The frame problem has been occupying generations of AI researchers since McCarthy and Hayes described it in 1969. It concerns the difficulty of formalizing in a treatable way the commonsense assumptions about the causes and effects of actions, and especially of formalizing the knowledge of what is not changed by an action.
The author provides an exemplary treatment of the subject. Mathematical logic is used as a solid foundation for the entire book, and provides a strong sense of continuity. The treatment is clearly mathematically inspired, and uses the standard mechanisms of lemmas, proofs, theorems, and such. However, the material is far from intimidating, and the presentation is lively. A clever mixture of examples, high-level overviews, and less formal proof sketches is freely intermingled with the more formal material. Shanahan uses the ploy of moving from proof-theoretic to model-theoretic proofs repeatedly, and to great advantage. This achieves an intuitive result that can be followed easily, even by readers with little background in logic and no background in nonmonotonic reasoning.
The frame problem is first described in some detail, and then the various (partial) solutions developed over the years are presented, in roughly chronological order. The final chapters describe the event calculus, which is Shanahan’s own contribution to the solution of the frame problem. This approach paints the picture of a living, evolving field of research, with insights, false starts, and more insights. In so doing, Shanahan presents the evolution of a typical subspecialty research field. Details aside, this story could apply to any number of scientific subdisciplines. Whether or not he fully intended to tell this story, it is fascinating to read.
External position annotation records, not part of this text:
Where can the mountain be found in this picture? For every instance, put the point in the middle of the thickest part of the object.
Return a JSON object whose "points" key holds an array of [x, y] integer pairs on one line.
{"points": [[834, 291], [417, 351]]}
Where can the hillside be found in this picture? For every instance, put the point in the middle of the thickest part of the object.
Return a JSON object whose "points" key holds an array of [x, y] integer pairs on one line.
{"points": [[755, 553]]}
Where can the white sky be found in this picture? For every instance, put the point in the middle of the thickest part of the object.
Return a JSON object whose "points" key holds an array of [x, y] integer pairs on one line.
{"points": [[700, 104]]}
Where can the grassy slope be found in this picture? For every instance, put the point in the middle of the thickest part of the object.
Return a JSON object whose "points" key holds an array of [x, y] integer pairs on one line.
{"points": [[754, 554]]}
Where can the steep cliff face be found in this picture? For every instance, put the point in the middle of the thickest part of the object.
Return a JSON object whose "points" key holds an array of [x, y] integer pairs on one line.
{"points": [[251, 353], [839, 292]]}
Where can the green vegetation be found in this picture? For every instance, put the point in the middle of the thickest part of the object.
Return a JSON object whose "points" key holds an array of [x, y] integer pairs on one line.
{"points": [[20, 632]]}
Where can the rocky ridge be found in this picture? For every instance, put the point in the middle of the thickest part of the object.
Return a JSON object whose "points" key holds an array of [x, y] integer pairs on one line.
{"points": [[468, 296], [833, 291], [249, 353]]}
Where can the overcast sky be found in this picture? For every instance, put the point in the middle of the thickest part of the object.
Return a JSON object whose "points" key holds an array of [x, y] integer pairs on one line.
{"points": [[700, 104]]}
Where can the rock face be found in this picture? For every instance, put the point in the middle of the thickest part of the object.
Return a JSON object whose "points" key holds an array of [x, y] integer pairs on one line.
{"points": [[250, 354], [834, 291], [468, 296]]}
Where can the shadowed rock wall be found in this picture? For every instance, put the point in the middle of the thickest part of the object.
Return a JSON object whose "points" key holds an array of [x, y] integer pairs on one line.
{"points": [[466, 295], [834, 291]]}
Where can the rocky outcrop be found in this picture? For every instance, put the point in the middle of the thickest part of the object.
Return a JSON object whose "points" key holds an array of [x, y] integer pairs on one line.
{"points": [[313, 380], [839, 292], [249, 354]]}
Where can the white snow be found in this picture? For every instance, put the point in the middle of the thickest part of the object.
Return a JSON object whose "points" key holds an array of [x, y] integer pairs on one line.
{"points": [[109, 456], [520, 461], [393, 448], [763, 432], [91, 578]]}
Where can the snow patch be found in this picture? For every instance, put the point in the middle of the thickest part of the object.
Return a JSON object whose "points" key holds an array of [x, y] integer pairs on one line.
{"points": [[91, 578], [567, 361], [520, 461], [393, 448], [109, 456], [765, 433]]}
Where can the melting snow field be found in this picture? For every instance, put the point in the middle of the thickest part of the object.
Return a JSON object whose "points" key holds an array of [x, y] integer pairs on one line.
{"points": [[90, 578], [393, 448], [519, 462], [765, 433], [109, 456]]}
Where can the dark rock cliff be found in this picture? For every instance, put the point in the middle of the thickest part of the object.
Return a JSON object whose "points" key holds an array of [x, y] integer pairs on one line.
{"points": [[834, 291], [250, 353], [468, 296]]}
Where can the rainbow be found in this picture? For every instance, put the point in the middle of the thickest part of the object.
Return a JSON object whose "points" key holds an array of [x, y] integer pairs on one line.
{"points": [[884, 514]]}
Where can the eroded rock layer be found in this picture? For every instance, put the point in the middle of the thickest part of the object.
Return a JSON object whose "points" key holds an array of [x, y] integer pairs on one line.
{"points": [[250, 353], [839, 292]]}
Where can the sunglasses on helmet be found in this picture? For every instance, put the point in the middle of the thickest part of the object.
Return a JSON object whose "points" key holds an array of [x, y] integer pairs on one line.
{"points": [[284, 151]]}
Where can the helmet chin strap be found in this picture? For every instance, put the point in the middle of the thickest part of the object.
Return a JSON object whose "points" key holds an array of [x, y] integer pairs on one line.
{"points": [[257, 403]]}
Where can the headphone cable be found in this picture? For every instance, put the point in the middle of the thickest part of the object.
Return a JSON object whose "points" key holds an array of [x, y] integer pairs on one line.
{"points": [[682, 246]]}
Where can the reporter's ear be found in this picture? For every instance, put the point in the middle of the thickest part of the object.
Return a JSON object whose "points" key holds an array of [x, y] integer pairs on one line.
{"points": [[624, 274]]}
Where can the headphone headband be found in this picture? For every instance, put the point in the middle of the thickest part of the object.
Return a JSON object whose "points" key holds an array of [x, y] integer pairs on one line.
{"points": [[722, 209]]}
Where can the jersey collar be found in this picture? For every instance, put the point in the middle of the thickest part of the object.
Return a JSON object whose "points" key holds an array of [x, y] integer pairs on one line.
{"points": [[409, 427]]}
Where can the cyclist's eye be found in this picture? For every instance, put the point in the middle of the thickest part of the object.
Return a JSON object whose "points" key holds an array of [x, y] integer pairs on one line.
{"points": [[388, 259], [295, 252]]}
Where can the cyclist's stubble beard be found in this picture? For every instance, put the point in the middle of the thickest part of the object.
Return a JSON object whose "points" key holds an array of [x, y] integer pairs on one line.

I greatly enjoyed this book, and found it to be a satisfying treatment of a subject that is often either buried under unnecessary detail or discussed in a vague, hand-waving manner. By organizing the various solutions in a logical way and casting them all into the same formalism, he has done a service to this field of research. I highly recommend this book to readers interested in AI, nonmonotonic reasoning, and representational issues in general.